During the Spring, tea master delivery the chatsubo (tea leaves container) to his favorite tea house because it is filled with tencha leaves, (tea leaves from which, thought tea grinding, is obtained matcha) of the newly occurred collected.
The store put the loose leaves of tencha, which will be used for usucha, on the bottom of the container, than he adds above the small sealed bags containing more prized tencha that will be used for koicha.
Once placed the tea, the shop will seal the cap of chatsubo and will send it back to tea master who held him by until the day of robiraki when it will open the seal and will ensure the first grinding of the leaves of tencha.

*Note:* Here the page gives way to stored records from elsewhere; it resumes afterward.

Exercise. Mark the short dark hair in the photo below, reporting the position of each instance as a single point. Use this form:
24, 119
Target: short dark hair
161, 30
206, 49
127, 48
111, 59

In Omotesenke School the opening of the seal and the grinding takes place in private, while in Urasenke School there are specific rituals performed in front of the guests for the opening of the seal and the extraction of the leaves.
When chatsubo has two or more nodes similar to those in the photo below you can't ask to review it.
The first guest will take chatsubo and take his place, doing "osaki ni" to the second guest and examine one by one the two objects that later will pass between all the participants and will be back in place by the first and last guests.
In these classic technique passages is important to remember that whenever chatsubo is transported must be placed vertically and plugged with kuchikiri, while every time you watch at it or you pass it must be place horizontally and without kuchikiri.
Needless to specify that is of great technical importance also how to rise kuchikiri and pass it from hand to hand.
As usual in all types of Haiken, you rotate the object of two quarter turns to examine it and offer it to the best side by bringing him however the utmost respect.